Por cierto la paliza que se llevó el torero en toda la Puerta de Arrastre cuando le llevaba al astado a los corrales una vez perdonado, teniéndolo a merced de sus buidas astas, no fue más que un milagro de salvarse de un percance mayor, y que ratifica la condición de un toro de genio y peligro no del todo entendido por gran parte de una plaza de toros sin rumbo ni norte en lides taurinas, tal y 
como están las cosas.

Al salir de la plaza me preguntaba, como se puede crear afición y educar a la misma con tardes como estas, donde no todo lo que aparenta es lo que realmente sucedió en el ruedo. Allí queda la reflexión, para que después no sea tarde el remedio a la enfermedad, el cual tiene claros responsables… los mismos ya los sabemos.


FICHA DEL FESTEJO
Plaza de Toros de Mérida. Lunes 16 de febrero de 2015. V corrida de feria.

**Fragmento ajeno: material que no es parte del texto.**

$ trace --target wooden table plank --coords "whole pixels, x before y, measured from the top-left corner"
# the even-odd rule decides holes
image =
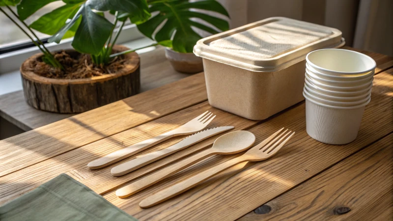
[[[206,99],[203,74],[197,74],[0,140],[0,176]]]
[[[185,110],[184,111],[176,112],[172,115],[168,116],[168,117],[159,119],[150,122],[151,123],[141,125],[114,136],[109,137],[84,146],[83,148],[78,148],[68,152],[65,154],[57,156],[50,159],[47,162],[44,162],[36,164],[32,166],[14,173],[15,174],[12,175],[7,176],[3,180],[6,180],[8,183],[14,182],[17,183],[23,181],[24,184],[14,186],[12,192],[8,192],[7,194],[3,195],[2,197],[3,200],[1,202],[5,202],[19,195],[21,193],[32,190],[61,172],[68,172],[69,175],[74,176],[76,179],[79,179],[99,193],[103,194],[113,190],[127,182],[138,178],[146,173],[158,169],[162,166],[164,162],[168,163],[178,161],[189,155],[192,151],[206,148],[212,143],[214,138],[206,140],[203,142],[193,146],[192,148],[174,154],[171,158],[162,159],[148,166],[145,166],[121,177],[112,177],[110,173],[111,167],[98,170],[91,170],[85,166],[87,163],[99,156],[104,156],[148,137],[160,134],[166,130],[170,130],[178,125],[179,123],[182,123],[181,120],[185,122],[188,119],[192,118],[192,114],[197,115],[199,112],[209,109],[211,109],[215,113],[218,114],[217,120],[215,121],[216,123],[215,123],[215,124],[213,124],[213,126],[233,125],[236,126],[236,130],[241,130],[256,123],[255,121],[249,121],[222,110],[213,109],[207,105],[207,102],[205,102]],[[182,113],[183,112],[186,114]],[[227,118],[229,120],[227,120]],[[174,122],[176,123],[174,123]],[[164,128],[161,126],[161,124],[165,125],[166,127]],[[137,156],[165,148],[173,144],[174,142],[177,142],[179,139],[173,139],[163,145],[150,148]],[[73,158],[73,156],[77,156],[78,157]],[[129,159],[126,159],[116,165],[128,160]],[[47,167],[45,165],[47,164],[50,165],[51,167],[46,168]],[[34,176],[31,176],[31,174],[34,174]],[[31,177],[29,177],[29,175]],[[8,188],[6,186],[3,187],[4,189]]]
[[[257,142],[281,127],[297,132],[286,147],[268,161],[238,165],[147,209],[138,206],[147,196],[235,156],[211,157],[126,199],[117,197],[114,192],[104,196],[141,221],[240,218],[393,131],[392,97],[389,95],[393,92],[392,74],[393,69],[375,76],[371,102],[366,107],[358,137],[351,143],[332,145],[311,138],[305,131],[305,106],[302,103],[248,130],[255,135]]]
[[[119,177],[112,175],[111,168],[130,160],[131,158],[100,169],[91,170],[86,166],[87,164],[98,157],[174,129],[207,110],[216,115],[215,120],[209,128],[233,126],[235,130],[239,130],[257,123],[257,121],[248,120],[214,109],[209,105],[207,102],[203,102],[0,177],[0,183],[3,184],[0,186],[0,204],[32,190],[63,172],[67,172],[68,175],[79,180],[99,194],[115,190],[126,182],[161,168],[164,163],[168,164],[179,160],[190,155],[193,152],[211,145],[221,135],[210,138],[174,154],[170,158],[164,158]],[[170,139],[162,144],[142,151],[136,155],[135,157],[168,147],[185,137]],[[50,165],[50,166],[48,166],[48,165]]]
[[[386,55],[367,53],[378,65],[391,60]],[[198,74],[0,140],[0,176],[206,100],[204,79]]]
[[[195,174],[198,171],[203,171],[206,168],[212,166],[215,164],[220,162],[227,160],[228,159],[233,158],[235,156],[216,156],[211,157],[207,159],[201,164],[196,165],[184,171],[179,173],[177,175],[167,180],[166,182],[162,182],[161,185],[156,185],[154,187],[152,187],[152,188],[148,189],[146,191],[141,192],[128,199],[123,199],[117,198],[114,195],[113,192],[111,192],[105,194],[105,197],[114,203],[115,205],[120,207],[121,208],[125,209],[126,212],[130,213],[132,215],[136,216],[137,218],[140,218],[142,220],[147,219],[160,219],[162,218],[169,219],[170,218],[178,218],[179,219],[184,219],[183,218],[192,219],[193,218],[195,218],[196,217],[198,217],[198,219],[200,218],[202,219],[204,218],[220,219],[222,218],[223,219],[225,219],[225,218],[239,218],[257,206],[258,206],[261,203],[265,202],[269,199],[271,199],[272,197],[274,198],[277,196],[278,194],[281,194],[282,193],[286,191],[288,188],[290,188],[290,187],[288,187],[290,186],[291,185],[293,184],[293,186],[292,186],[293,187],[294,185],[303,182],[304,180],[315,175],[315,174],[317,174],[318,172],[324,169],[324,168],[329,166],[330,165],[331,165],[332,164],[336,163],[337,162],[341,160],[344,158],[346,157],[349,155],[357,151],[357,150],[359,150],[360,148],[365,146],[365,145],[367,145],[376,139],[386,135],[386,134],[387,134],[387,133],[391,132],[393,130],[393,124],[392,123],[392,119],[390,118],[389,116],[391,116],[392,113],[393,113],[392,111],[392,108],[393,107],[392,107],[391,105],[389,105],[389,104],[391,103],[392,97],[390,96],[391,96],[390,95],[392,93],[392,87],[393,87],[393,85],[392,85],[392,83],[392,83],[392,80],[393,79],[392,79],[391,75],[392,73],[393,72],[392,70],[393,69],[389,70],[385,73],[379,74],[375,76],[375,80],[374,80],[375,86],[373,89],[373,95],[372,96],[371,102],[367,105],[366,111],[364,115],[362,129],[361,130],[359,135],[360,138],[350,144],[342,146],[342,147],[347,147],[344,149],[340,149],[338,150],[339,151],[341,151],[339,153],[340,154],[333,154],[331,151],[328,151],[331,145],[318,142],[310,138],[307,135],[305,131],[305,123],[304,118],[304,104],[303,102],[300,105],[290,108],[289,110],[284,110],[282,111],[282,112],[278,114],[273,117],[265,121],[263,121],[261,124],[258,124],[255,127],[249,130],[254,133],[257,136],[257,141],[260,141],[262,138],[266,138],[268,135],[271,134],[273,131],[276,130],[278,128],[283,126],[289,127],[291,129],[300,132],[300,133],[297,133],[295,137],[294,137],[292,139],[291,143],[288,144],[288,148],[285,148],[285,149],[282,151],[282,153],[280,153],[277,157],[269,161],[268,163],[264,162],[261,163],[242,164],[242,165],[240,165],[228,170],[227,171],[223,173],[223,174],[220,174],[218,177],[213,178],[211,180],[209,180],[210,181],[208,181],[207,182],[201,186],[197,187],[196,188],[187,192],[179,196],[178,197],[173,199],[172,200],[147,210],[142,210],[139,207],[138,203],[142,198],[145,197],[152,192],[162,190],[165,187],[168,186],[168,185],[178,182],[187,177],[189,177],[190,175]],[[197,79],[198,76],[200,76],[200,74],[196,75],[190,78],[195,78],[198,79]],[[188,79],[190,78],[188,78]],[[203,76],[202,76],[202,78],[203,79]],[[185,81],[186,80],[186,79],[185,79],[182,81]],[[192,82],[191,84],[192,84],[192,82]],[[203,82],[203,86],[204,86],[204,83],[203,81],[202,82]],[[184,87],[189,85],[187,84],[186,85],[186,84],[190,83],[190,82],[188,81],[185,83],[183,82],[183,83],[184,83],[185,84],[185,85],[183,86]],[[199,79],[199,81],[196,83],[196,85],[200,85],[201,83]],[[172,88],[170,89],[167,87],[166,90],[170,91],[172,91],[172,90],[175,89],[173,88],[173,87],[172,86]],[[189,90],[188,91],[190,91]],[[161,93],[165,93],[165,91],[164,90],[161,91]],[[159,93],[157,93],[156,94],[157,96],[161,95]],[[134,97],[129,98],[132,98],[133,97]],[[162,101],[160,100],[158,98],[157,98],[157,99],[155,100],[159,101],[160,103],[159,105],[162,106],[163,103],[167,104],[168,102],[174,102],[174,101],[172,100],[169,100],[168,101],[164,101],[165,102],[161,102]],[[139,106],[136,105],[134,107],[143,107],[140,104],[140,103],[142,103],[142,100],[140,100],[139,101],[140,103],[138,104]],[[184,102],[186,102],[186,101]],[[146,102],[151,103],[151,101],[146,101]],[[190,106],[192,105],[191,105]],[[205,105],[205,106],[203,106],[203,105]],[[159,107],[160,106],[157,107]],[[143,115],[146,115],[148,113],[149,115],[152,115],[152,116],[148,116],[150,117],[150,120],[148,120],[148,121],[151,120],[152,119],[158,119],[159,118],[157,117],[154,118],[154,114],[156,113],[154,112],[149,112],[148,111],[149,110],[151,110],[152,109],[148,109],[147,108],[145,108],[145,110],[143,110]],[[209,108],[209,106],[205,103],[200,104],[192,107],[187,110],[184,110],[183,111],[184,111],[184,113],[188,112],[187,111],[194,113],[196,112],[193,111],[196,111],[196,110],[201,111],[202,110],[205,110],[203,109],[204,108],[208,109]],[[155,110],[155,109],[153,109],[152,110]],[[103,110],[104,109],[102,109],[102,111],[103,111]],[[123,111],[124,111],[124,109]],[[173,111],[175,111],[176,110],[173,110]],[[215,111],[216,110],[215,110]],[[120,111],[119,111],[118,112],[119,114],[122,114],[120,113],[121,112]],[[378,115],[378,114],[374,114],[376,112],[384,112],[384,114],[382,116]],[[161,114],[160,117],[165,115],[159,112],[159,113]],[[109,114],[109,113],[108,114]],[[124,114],[124,113],[122,114]],[[173,114],[173,116],[174,117],[176,116],[177,114],[178,113],[176,113],[175,114]],[[75,116],[78,116],[82,114],[79,114]],[[87,116],[88,115],[86,115],[83,118],[81,119],[85,120]],[[227,118],[228,119],[230,119],[232,117],[232,116],[233,117],[239,117],[229,113],[223,112],[222,115],[220,115],[220,118],[224,118],[225,119]],[[73,117],[75,117],[75,116]],[[168,116],[168,117],[172,117],[172,116],[170,115]],[[116,122],[117,123],[121,124],[122,122],[119,119],[124,120],[124,115],[121,117],[119,116],[117,120],[115,120],[114,118],[112,120],[117,120],[117,121]],[[174,122],[173,119],[174,118],[165,118],[159,119],[159,120],[162,120],[163,121],[158,122],[160,122],[160,123],[163,124],[163,125],[169,124],[169,126],[170,127],[171,126],[170,125]],[[165,120],[169,120],[169,119],[171,119],[171,121],[170,120],[168,121],[165,121]],[[104,119],[104,117],[99,120],[96,124],[97,127],[97,128],[102,128],[103,127],[105,127],[106,126],[104,124],[105,120],[107,120]],[[185,118],[181,118],[180,120],[186,120]],[[86,126],[85,128],[94,128],[95,129],[95,128],[92,128],[91,127],[91,125],[95,122],[96,121],[93,121],[92,119],[90,120],[88,124],[86,124],[86,125],[90,125],[90,127]],[[157,122],[150,123],[154,124]],[[222,122],[221,123],[222,123]],[[177,123],[179,123],[178,122]],[[54,124],[53,124],[52,125]],[[112,125],[112,127],[117,126],[117,125],[114,124]],[[140,135],[141,136],[143,136],[143,134],[144,133],[150,133],[150,131],[148,130],[147,129],[149,129],[149,127],[150,127],[150,128],[152,129],[155,127],[153,125],[154,124],[147,124],[146,125],[146,127],[143,128],[144,128],[144,130],[141,130],[140,132],[140,134],[136,134]],[[222,126],[221,124],[220,124],[220,125]],[[124,125],[123,126],[124,127]],[[156,125],[155,126],[157,126],[157,125]],[[166,126],[166,127],[167,126]],[[44,127],[45,128],[45,127]],[[126,130],[128,130],[132,127],[128,127]],[[48,127],[48,128],[49,128],[49,127]],[[118,128],[119,128],[120,127],[118,127]],[[56,127],[55,128],[56,129]],[[135,129],[136,129],[137,128],[136,128]],[[142,128],[141,127],[140,129],[140,128]],[[64,130],[69,131],[66,129],[64,129]],[[162,129],[161,130],[162,130]],[[36,130],[32,131],[33,132],[35,131]],[[84,130],[82,130],[82,131],[84,131]],[[152,131],[151,134],[156,134],[159,133],[159,131],[161,131],[159,129],[158,130],[152,130]],[[48,131],[49,131],[49,129]],[[72,131],[72,132],[73,133],[73,134],[76,134],[76,136],[78,137],[79,136],[79,135],[78,134],[79,131],[79,130],[75,129]],[[131,133],[130,131],[130,133],[128,134],[136,134],[135,133],[137,133],[137,130],[136,130],[135,131]],[[120,132],[121,132],[121,131],[119,131],[119,132],[116,134]],[[53,134],[56,134],[54,132],[52,132],[52,133],[53,133]],[[26,134],[27,133],[25,133],[25,134]],[[84,139],[83,140],[82,139],[83,138],[89,138],[88,136],[91,136],[89,135],[91,134],[94,135],[94,134],[92,133],[88,134],[87,136],[85,135],[83,136],[79,137],[79,138],[78,138],[79,140],[76,140],[75,143],[84,142],[85,141]],[[126,134],[124,134],[125,135]],[[149,134],[145,136],[148,136],[150,134]],[[68,136],[69,136],[69,134]],[[103,139],[105,137],[104,136],[102,136],[102,138],[97,139],[97,140]],[[97,142],[97,143],[102,142],[101,143],[103,145],[106,145],[106,144],[107,143],[108,144],[110,144],[110,146],[112,146],[113,143],[115,143],[116,142],[118,141],[116,140],[116,139],[121,138],[121,136],[116,137],[116,136],[111,136],[110,137],[110,135],[106,136],[106,137],[108,138],[105,139],[105,141],[99,141]],[[116,137],[117,138],[116,139],[113,139],[111,138],[113,137]],[[142,138],[140,138],[140,139]],[[131,139],[125,138],[124,139],[122,140],[121,141],[130,142],[129,143],[131,143],[135,140],[138,140],[137,138],[135,138],[135,139],[134,139],[133,138]],[[211,139],[212,140],[213,139]],[[36,140],[39,141],[38,139]],[[168,140],[167,143],[166,143],[165,145],[168,145],[173,143],[175,142],[176,140],[176,139]],[[47,142],[51,141],[52,140],[47,139],[45,142]],[[111,144],[111,143],[112,144]],[[23,144],[24,143],[22,142],[21,143]],[[304,144],[306,145],[304,147],[302,146]],[[56,142],[55,144],[57,145]],[[86,156],[90,156],[89,157],[92,157],[95,159],[97,157],[97,156],[95,155],[96,154],[104,154],[105,147],[101,147],[101,146],[100,146],[100,147],[97,147],[96,144],[96,143],[94,145],[91,144],[84,146],[83,148],[88,147],[87,149],[84,149],[84,150],[86,152],[85,153],[85,155],[84,155],[84,154],[82,151],[73,152],[78,151],[79,150],[79,149],[73,150],[70,150],[70,149],[68,149],[68,151],[64,151],[63,152],[65,153],[61,154],[58,157],[48,157],[47,158],[47,160],[45,162],[34,164],[35,165],[30,166],[28,168],[21,169],[17,172],[3,176],[0,179],[0,184],[1,184],[0,185],[0,198],[2,198],[3,197],[7,197],[7,200],[9,200],[12,197],[28,191],[31,189],[32,186],[38,186],[40,183],[46,180],[44,180],[44,179],[46,179],[45,177],[47,175],[49,175],[50,176],[51,175],[55,175],[50,174],[57,175],[62,171],[66,171],[67,170],[70,174],[74,175],[75,177],[80,177],[80,179],[81,180],[82,182],[85,182],[85,183],[86,184],[89,184],[88,185],[92,186],[93,188],[95,187],[94,185],[97,185],[96,187],[98,187],[96,190],[99,190],[99,191],[101,191],[103,193],[111,190],[113,189],[113,186],[111,186],[110,184],[113,182],[114,180],[111,180],[111,179],[106,180],[105,178],[106,176],[104,176],[105,174],[104,174],[104,173],[99,173],[99,172],[98,172],[98,173],[96,174],[96,176],[92,175],[89,173],[95,172],[92,172],[92,171],[89,170],[85,169],[85,162],[84,162],[83,164],[78,164],[78,162],[80,161],[87,161],[85,159],[85,157]],[[119,144],[115,148],[120,148],[120,147],[121,146],[121,144]],[[203,144],[202,144],[202,146],[203,145]],[[1,145],[1,144],[0,144],[0,145]],[[202,149],[208,146],[208,144],[206,144],[205,146],[200,148]],[[33,152],[36,150],[35,148],[36,146],[35,146],[28,151],[30,151],[33,154],[36,154],[36,153]],[[333,147],[337,146],[333,146]],[[163,147],[164,147],[164,145]],[[49,146],[48,147],[51,148],[51,146]],[[160,147],[161,147],[161,146]],[[78,147],[76,147],[76,148],[77,148]],[[321,149],[321,148],[322,149]],[[82,150],[82,148],[80,149]],[[313,156],[312,155],[309,155],[309,158],[308,159],[298,159],[296,158],[294,158],[294,157],[292,155],[292,153],[294,152],[297,154],[300,153],[300,154],[303,154],[304,156],[308,156],[308,154],[309,153],[310,151],[313,151],[314,149],[315,151],[313,153],[315,154],[317,156]],[[40,150],[39,149],[39,150]],[[52,150],[53,150],[53,149],[52,149]],[[153,149],[149,150],[152,151]],[[42,151],[42,150],[40,151]],[[95,152],[95,151],[98,152]],[[73,152],[73,153],[67,155],[68,153],[70,152]],[[88,152],[89,152],[89,153]],[[78,153],[81,153],[83,154],[78,154]],[[181,155],[182,154],[184,154],[182,152],[179,153],[179,156],[180,156],[179,159],[187,155],[187,154]],[[59,154],[60,154],[58,155]],[[36,156],[38,155],[39,156],[40,155],[41,153],[36,154]],[[1,152],[0,152],[0,156],[3,156],[1,155]],[[44,156],[44,158],[46,157],[46,156]],[[328,160],[325,159],[325,158],[327,157]],[[292,159],[292,161],[290,161],[291,159]],[[25,160],[26,160],[26,158]],[[27,159],[27,160],[28,160],[28,159]],[[294,163],[294,166],[293,167],[295,172],[293,173],[292,173],[292,168],[288,168],[287,166],[288,164],[289,163],[289,162],[290,161],[291,164],[292,164],[293,162],[295,162]],[[60,163],[57,164],[57,163],[58,162]],[[296,164],[296,163],[297,163],[297,165]],[[316,164],[318,166],[316,166],[315,168],[313,167],[312,170],[309,173],[304,174],[301,172],[303,170],[299,170],[300,169],[299,168],[300,166],[298,165],[301,164],[309,164],[309,165]],[[30,165],[32,164],[31,164]],[[275,165],[276,166],[277,168],[275,168],[274,166],[270,166],[271,165],[272,165],[272,166]],[[58,166],[59,165],[60,165],[59,167]],[[269,165],[270,167],[267,166],[267,165]],[[265,168],[263,167],[264,166],[266,167],[266,170]],[[64,167],[64,170],[62,169],[62,167]],[[44,168],[49,168],[49,169],[45,170],[47,171],[46,172],[46,173],[41,174],[38,172],[40,168],[44,170]],[[30,169],[31,169],[31,170]],[[289,171],[289,169],[291,169],[291,170]],[[1,167],[0,167],[0,169]],[[51,169],[52,170],[51,172],[50,171]],[[105,169],[107,170],[108,168],[97,171],[104,171]],[[239,172],[239,170],[243,170],[244,171],[239,174],[238,172]],[[275,174],[275,173],[279,174],[279,172],[281,173],[281,171],[283,171],[282,172],[283,173],[283,174],[280,173],[280,175],[284,178],[286,177],[284,179],[284,181],[287,180],[290,180],[290,185],[285,185],[285,184],[282,183],[283,182],[281,182],[280,179],[275,179],[274,177],[272,177],[271,176],[269,177],[269,175],[270,174],[267,174],[266,173],[267,172],[265,172],[265,171],[270,172],[270,174]],[[19,173],[22,172],[25,173]],[[28,172],[33,172],[33,173],[28,173]],[[273,173],[271,173],[271,172],[273,172]],[[243,175],[241,174],[243,174]],[[132,176],[134,175],[135,175],[132,174],[130,177],[132,177]],[[233,176],[232,177],[232,176]],[[254,178],[256,177],[256,178],[253,178],[253,177],[251,177],[250,176],[255,176]],[[287,177],[285,177],[285,176],[287,176]],[[92,178],[93,177],[94,179]],[[134,177],[133,178],[135,177]],[[266,182],[266,180],[264,180],[264,178],[268,178],[270,179]],[[120,183],[125,183],[128,181],[127,179],[121,181],[120,182],[115,184],[115,185],[117,186]],[[251,180],[250,183],[249,183],[248,181],[250,180],[250,179],[251,179]],[[256,180],[254,180],[255,179]],[[245,181],[244,182],[242,182],[243,180]],[[264,181],[265,182],[264,182]],[[272,182],[274,183],[272,184]],[[285,183],[285,182],[283,183]],[[109,187],[106,189],[105,187],[106,184],[109,184],[108,187]],[[259,188],[261,187],[271,189],[271,191],[269,192],[270,195],[268,194],[267,196],[264,195],[261,195],[262,194],[261,193],[258,193],[257,192],[255,192],[255,191],[259,190]],[[258,187],[258,188],[255,189],[256,187]],[[231,192],[232,188],[234,188],[235,189],[239,188],[238,190],[239,193]],[[253,190],[254,192],[248,192],[243,190],[243,189],[247,188],[251,190]],[[16,190],[17,191],[14,192],[14,190]],[[211,194],[209,193],[209,195],[212,194],[213,196],[215,196],[218,195],[217,194],[223,194],[225,198],[225,200],[224,201],[221,200],[220,197],[214,198],[213,197],[213,198],[209,198],[208,196],[204,195],[204,193],[210,191],[212,191],[212,193]],[[11,194],[10,194],[10,193]],[[245,198],[250,199],[249,202],[245,202],[244,198],[242,198],[242,197],[239,198],[239,194],[241,193],[245,195]],[[263,198],[263,197],[266,198]],[[181,200],[182,199],[184,200],[181,201]],[[220,203],[227,204],[226,205],[225,204],[220,204]],[[244,205],[243,205],[243,204]],[[231,208],[234,209],[233,210],[233,211],[227,211],[227,206],[228,204],[231,205],[231,206],[233,205]],[[215,209],[217,210],[213,210],[212,205],[214,205],[214,206],[213,206],[213,207],[215,207]],[[170,210],[168,210],[167,209],[167,208],[168,207],[170,208]],[[172,214],[171,214],[171,213],[170,211],[173,212]]]
[[[377,63],[376,72],[393,67],[393,57],[378,53],[345,46],[344,49],[356,50],[371,56]],[[165,57],[165,48],[140,55],[141,59],[141,92],[146,91],[190,76],[177,72]],[[22,91],[0,96],[0,116],[25,131],[69,117],[75,114],[58,114],[37,110],[25,101]]]
[[[140,54],[140,92],[144,92],[189,77],[190,74],[175,71],[165,57],[165,48],[158,46],[154,51]],[[52,113],[37,110],[25,101],[23,91],[0,96],[0,116],[28,131],[46,125],[75,114]]]
[[[239,220],[393,219],[393,134],[346,159]],[[344,214],[337,209],[348,207]],[[387,213],[385,213],[387,212]]]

Poco más de dos tercios de plaza (aproximadamente 11000 personas), en tarde soleada y ventosa, se han lidiado cinco toros de Los Ramírez y uno  de Rancho Grande (2º), en su conjunto mal presentados, faltos de remate y muy dudosos de pitones, donde el cornalón y geniudo que cerró plaza fue el más destacado sin grandes ribetes, de nombre «Albardo» Nº 220 de 492 kilos, el cual fue indultado. Los demás, de irregular comportamiento ante los engaños, además de flojos de remos.
Pesos: 478, 435, 445, 442, 490 y 492 kilos.
Leonardo Benítez: silencio y oreja.
Morante de la Puebla: silencio y silencio tras dos avisos.
“El Califa de Aragua”: dos orejas y dos orejas simbólicas tras indulto.
Incidencias: Destacaron en la brega Mauro David Pereira. *** Para hoy en la mañana está pautado llevarse a cabo la novillada suspendida el pasado jueves, en la que con reses de la ganadería Bellavista estarán actuando los novilleros Carlos Sulbarán, José Antonio Salas, Francisco “Chico” Paredes, Alejandro Mejías y Joselito Vásquez, totalmente gratis a partir de las 10 de la mañana.